AT&T Wireless and VoiceStream Wireless also sell cell phones that have these chips.

The cards can be removed from one phone and put into any other phone. With the transfer, the new phone assumes the embedded telephone number and can retrieve any other information stored on the card's 64K of memory.

The phones are meant to answer a major complaint from cell phone subscribers: People can't keep their phone number when they change phones. Wireless carriers also like SIM-card phones because the phone itself doesn't need to store as much information to run. That frees up memory to do more things like send wireless e-mails or download graphics, features that carriers can sell to their customers.

SIM cards hit Europe and Asia first, where most of the new cell phone technology has made its debut. But more cards are finding their way into the United States.

Nextel's six previous SIM-card phones use a telephone standard known as Integrated Dispatch Enhanced Network, or IDEN, which enables two-way radio and wireless voice communications.

The two new phones--the P280 and the v60--are based on the GSM (Global System for Mobile Communications) telephone standard.
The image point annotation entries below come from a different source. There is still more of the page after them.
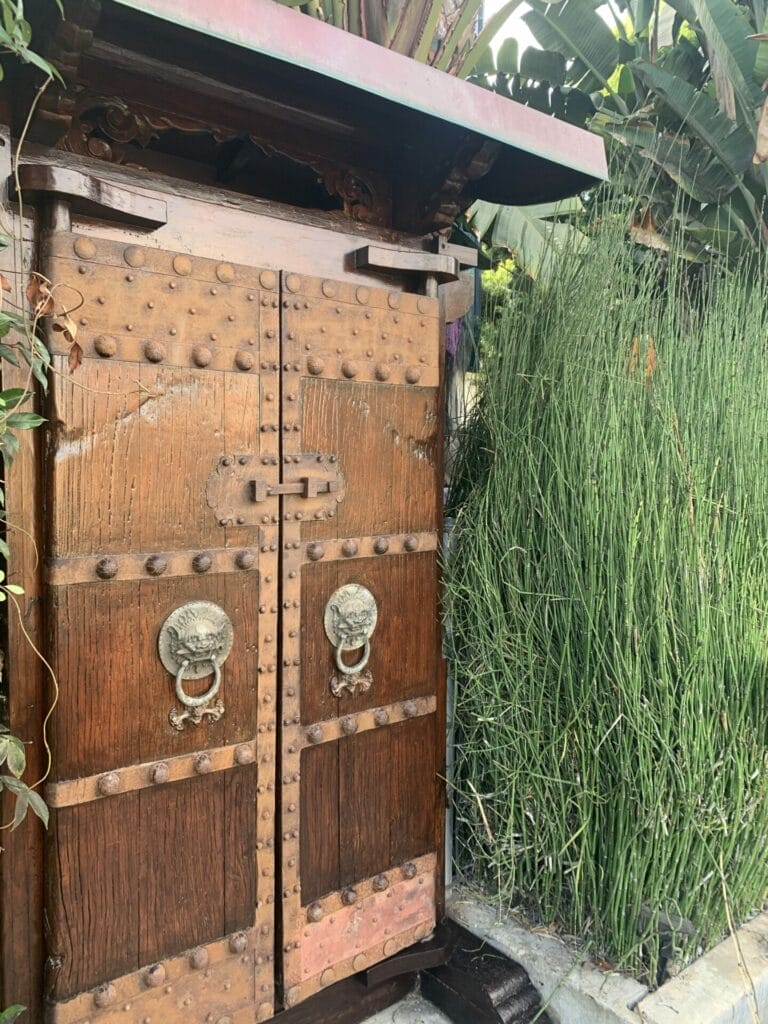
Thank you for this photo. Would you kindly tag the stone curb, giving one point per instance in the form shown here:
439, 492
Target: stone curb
712, 990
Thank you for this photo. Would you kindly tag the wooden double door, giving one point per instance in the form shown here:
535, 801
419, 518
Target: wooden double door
243, 501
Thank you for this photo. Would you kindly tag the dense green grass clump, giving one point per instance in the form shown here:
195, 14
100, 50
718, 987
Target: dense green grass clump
607, 593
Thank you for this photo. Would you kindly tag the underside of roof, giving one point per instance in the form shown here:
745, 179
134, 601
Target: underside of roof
257, 97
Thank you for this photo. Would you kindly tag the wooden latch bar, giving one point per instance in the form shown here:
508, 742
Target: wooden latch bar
306, 486
90, 195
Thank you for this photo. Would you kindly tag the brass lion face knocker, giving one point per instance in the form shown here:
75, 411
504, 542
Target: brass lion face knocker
350, 620
194, 642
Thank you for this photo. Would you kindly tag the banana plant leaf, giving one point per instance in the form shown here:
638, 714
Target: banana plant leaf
576, 31
732, 144
529, 232
727, 29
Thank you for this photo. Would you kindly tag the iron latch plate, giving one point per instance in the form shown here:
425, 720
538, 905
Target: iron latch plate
312, 484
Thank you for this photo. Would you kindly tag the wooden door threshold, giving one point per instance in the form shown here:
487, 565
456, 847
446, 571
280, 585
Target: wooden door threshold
348, 1001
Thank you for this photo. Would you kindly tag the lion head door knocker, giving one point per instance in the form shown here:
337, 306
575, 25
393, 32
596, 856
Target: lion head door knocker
350, 621
194, 642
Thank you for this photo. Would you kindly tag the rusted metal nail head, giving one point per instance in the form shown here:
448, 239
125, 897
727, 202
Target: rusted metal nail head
315, 551
105, 346
244, 754
156, 564
107, 567
202, 561
155, 351
109, 784
314, 912
314, 733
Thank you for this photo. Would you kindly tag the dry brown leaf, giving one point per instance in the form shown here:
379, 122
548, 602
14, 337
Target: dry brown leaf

Users of IDEN-based phones will be able to broaden their network access by plugging their SIM card into one of the two new GSM-based phones.
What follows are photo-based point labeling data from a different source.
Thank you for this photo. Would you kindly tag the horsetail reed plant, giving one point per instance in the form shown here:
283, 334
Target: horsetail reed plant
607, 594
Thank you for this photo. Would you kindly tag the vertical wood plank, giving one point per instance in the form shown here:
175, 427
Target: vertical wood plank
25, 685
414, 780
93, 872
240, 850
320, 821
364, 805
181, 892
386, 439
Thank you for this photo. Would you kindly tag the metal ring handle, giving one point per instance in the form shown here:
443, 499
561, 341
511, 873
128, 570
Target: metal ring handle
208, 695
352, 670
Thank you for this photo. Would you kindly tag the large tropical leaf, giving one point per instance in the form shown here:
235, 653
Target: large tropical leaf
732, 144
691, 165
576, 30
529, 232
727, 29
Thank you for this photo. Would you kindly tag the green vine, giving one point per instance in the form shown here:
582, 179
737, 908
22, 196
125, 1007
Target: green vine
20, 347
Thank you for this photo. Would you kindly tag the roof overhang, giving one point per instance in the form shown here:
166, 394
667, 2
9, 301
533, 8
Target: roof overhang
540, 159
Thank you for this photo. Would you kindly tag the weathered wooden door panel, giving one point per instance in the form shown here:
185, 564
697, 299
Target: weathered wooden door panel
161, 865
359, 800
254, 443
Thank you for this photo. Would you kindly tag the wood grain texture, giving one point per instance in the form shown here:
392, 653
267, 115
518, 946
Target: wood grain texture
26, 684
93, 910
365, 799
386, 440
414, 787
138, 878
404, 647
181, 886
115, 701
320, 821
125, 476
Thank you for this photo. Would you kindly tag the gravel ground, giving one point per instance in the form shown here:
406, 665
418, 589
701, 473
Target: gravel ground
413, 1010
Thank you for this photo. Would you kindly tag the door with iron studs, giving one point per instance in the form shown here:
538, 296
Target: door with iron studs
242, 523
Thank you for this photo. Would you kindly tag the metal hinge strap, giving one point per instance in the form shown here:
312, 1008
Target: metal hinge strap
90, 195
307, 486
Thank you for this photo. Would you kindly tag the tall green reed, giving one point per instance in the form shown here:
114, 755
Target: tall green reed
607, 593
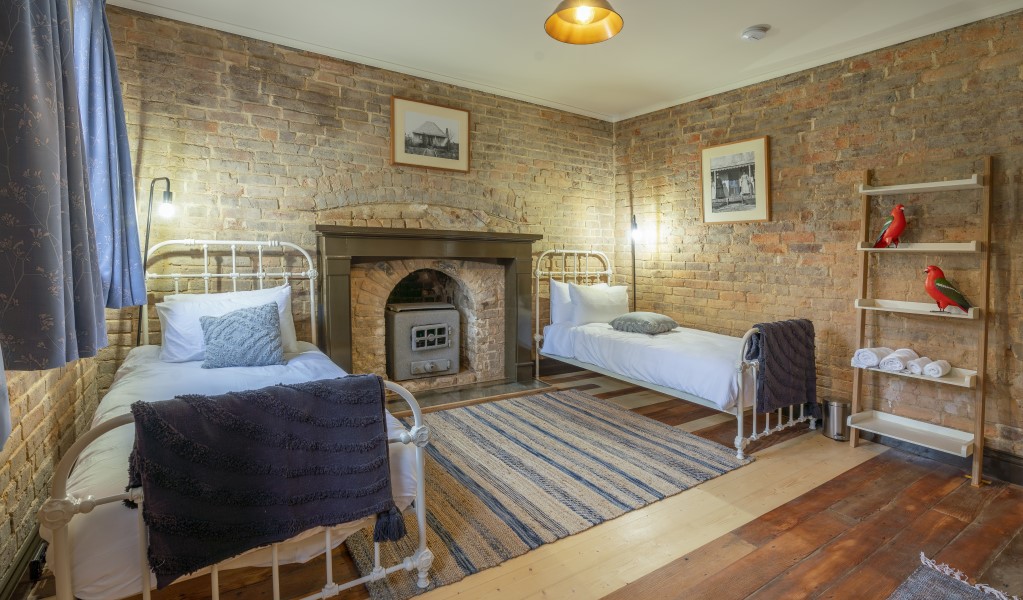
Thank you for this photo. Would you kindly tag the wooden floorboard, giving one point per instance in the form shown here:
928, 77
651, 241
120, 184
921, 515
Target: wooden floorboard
792, 524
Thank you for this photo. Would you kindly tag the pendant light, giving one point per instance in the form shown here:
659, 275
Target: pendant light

People with an IDEN as well as a GSM-based phone will have a "universal telephone number" and will be able to access Nextel's IDEN networks as well as GSM telephone networks.

The P280 costs about $150, while the v60 is priced around $300. Neither cell phone includes the SIM card, which is included with IDEN-based phones.

Before the two new phones came out, Nextel customers could use the phones only in North and South America, said Miguel Lecuona, senior director of marketing at Nextel. "The Motorola P280 and v60 allow our customers to expand their reach, just by swapping a SIM card."